Limited Contact

As easy as porn is to access, it still requires contact with the devices that store and deliver it, money if it is not free, time to peruse it, and privacy from the potentially critical and judging eyes of others. When these con­ditions are lacking, it is more difficult, and thus less likely, for someone to have an encounter with porn. Lifestyle choices in which porn is not a high priority and in which contact with porn requires an extraordinary effort, tend to inhibit a person’s use of it.

Jack, for example, loves his job working as a manager in a sporting goods store. He lives with several other male roommates who are more into cooking organic food meals, practicing yoga, reading books, and hanging out with lovers and friends than being alone in their rooms. They have an old television and video player they use so infrequently Jack isn’t sure it still works. Jack uses a computer at work for keeping track of inventory and communicating with other stores and suppliers, but he doesn’t like being in front of it for very long, preferring instead to be out on the floor talking with customers. In his free time he likes to be outdoors as much as possible, interacting with nature and not plugged into an artificial world of sights and sounds.

For Jack, getting involved with porn again now would require him to go out of his way to get it and find the time to do it. He told us he barely has time to do the many other things he enjoys doing. Porn is not his first, second, or even fifth priority among the many things he wants to surround himself with and spend his time on.

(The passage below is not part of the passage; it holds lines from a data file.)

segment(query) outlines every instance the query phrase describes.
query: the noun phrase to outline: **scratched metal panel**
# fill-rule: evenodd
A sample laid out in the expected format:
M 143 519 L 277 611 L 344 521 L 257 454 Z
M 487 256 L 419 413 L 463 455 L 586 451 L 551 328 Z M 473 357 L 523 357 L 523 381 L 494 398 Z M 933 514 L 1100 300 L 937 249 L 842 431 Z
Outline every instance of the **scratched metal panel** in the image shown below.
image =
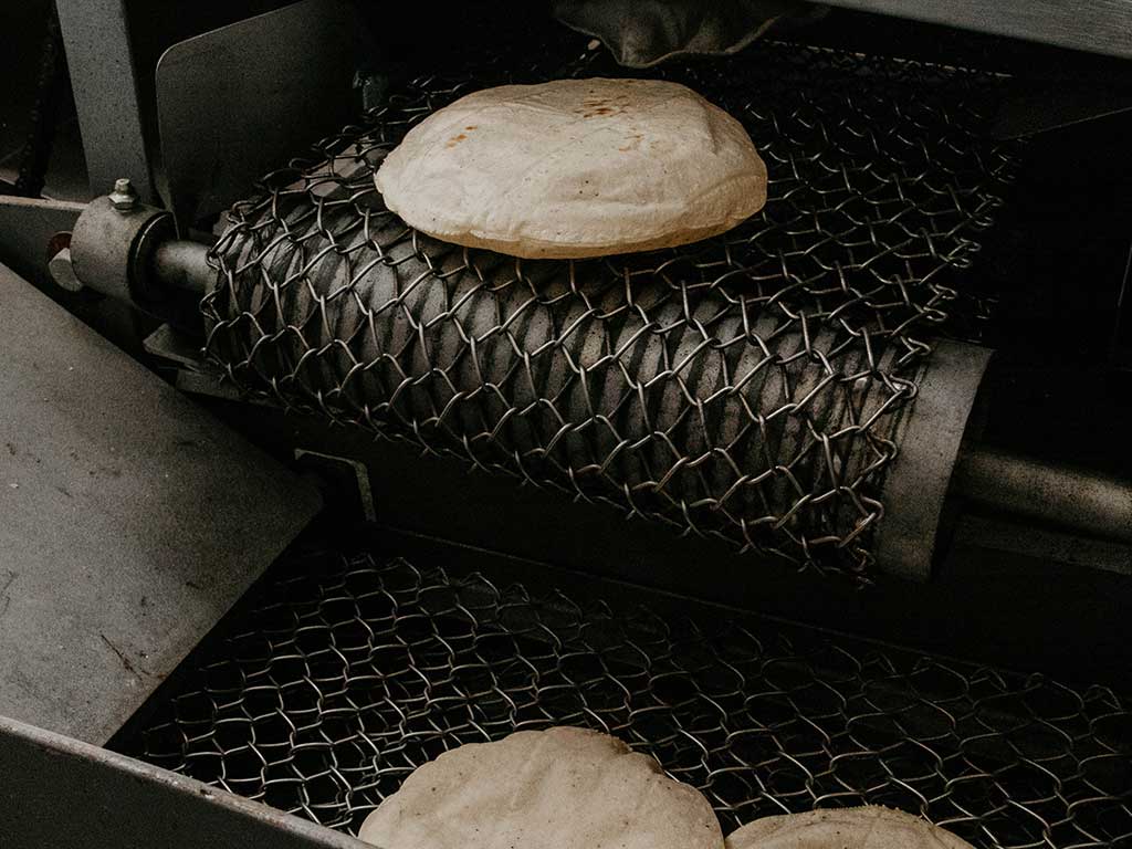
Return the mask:
M 3 777 L 19 775 L 5 783 Z M 199 781 L 0 718 L 5 849 L 365 849 Z
M 105 741 L 318 508 L 0 265 L 0 714 Z

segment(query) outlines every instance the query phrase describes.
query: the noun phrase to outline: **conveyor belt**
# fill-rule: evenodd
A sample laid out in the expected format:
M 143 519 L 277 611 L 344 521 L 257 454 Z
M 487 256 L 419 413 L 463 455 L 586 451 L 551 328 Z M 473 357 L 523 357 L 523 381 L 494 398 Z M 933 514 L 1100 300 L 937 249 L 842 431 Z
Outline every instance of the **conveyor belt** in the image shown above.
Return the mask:
M 573 723 L 655 755 L 724 831 L 880 803 L 976 847 L 1132 843 L 1132 702 L 1108 688 L 544 580 L 293 556 L 118 745 L 355 831 L 455 745 Z
M 618 72 L 575 42 L 515 67 L 414 80 L 238 204 L 213 362 L 478 468 L 867 573 L 932 342 L 985 314 L 968 272 L 1014 164 L 977 135 L 997 79 L 773 43 L 674 66 L 751 131 L 764 211 L 686 248 L 516 261 L 412 231 L 372 180 L 462 94 Z

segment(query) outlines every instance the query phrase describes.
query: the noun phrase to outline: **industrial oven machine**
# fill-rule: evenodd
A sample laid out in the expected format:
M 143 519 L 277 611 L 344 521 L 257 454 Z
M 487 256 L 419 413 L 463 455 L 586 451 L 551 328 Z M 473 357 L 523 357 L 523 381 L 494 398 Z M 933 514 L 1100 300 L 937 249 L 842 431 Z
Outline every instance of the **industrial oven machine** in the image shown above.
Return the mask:
M 724 833 L 1132 847 L 1132 3 L 649 68 L 584 3 L 12 6 L 0 847 L 360 847 L 552 724 Z M 523 260 L 383 205 L 437 109 L 598 76 L 735 115 L 765 208 Z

Even in these days of “free” porn over the Internet, financial concerns can limit the contact some people have with porn. Buying videos, DVDs, and devices to play them on costs money, as does paying to enter many porn Web sites and download materials. Frank, for example, told us he refrains from buying porn because he doesn’t like the idea of spending his hard-earned money on a sexual fantasy product. “I’ve never ever been interested in paying for any kind of pornography. That seems ri­diculous. I’d feel like I was being duped and exploited.”

No matter what the reason for limiting contact with porn—time, money, or priorities—when your exposure to porn is reduced, it has an inhibiting effect on your present or future involvement with porn. It’s a lot like getting over an ex-lover—the less contact you have, the easier it is to move on with your life.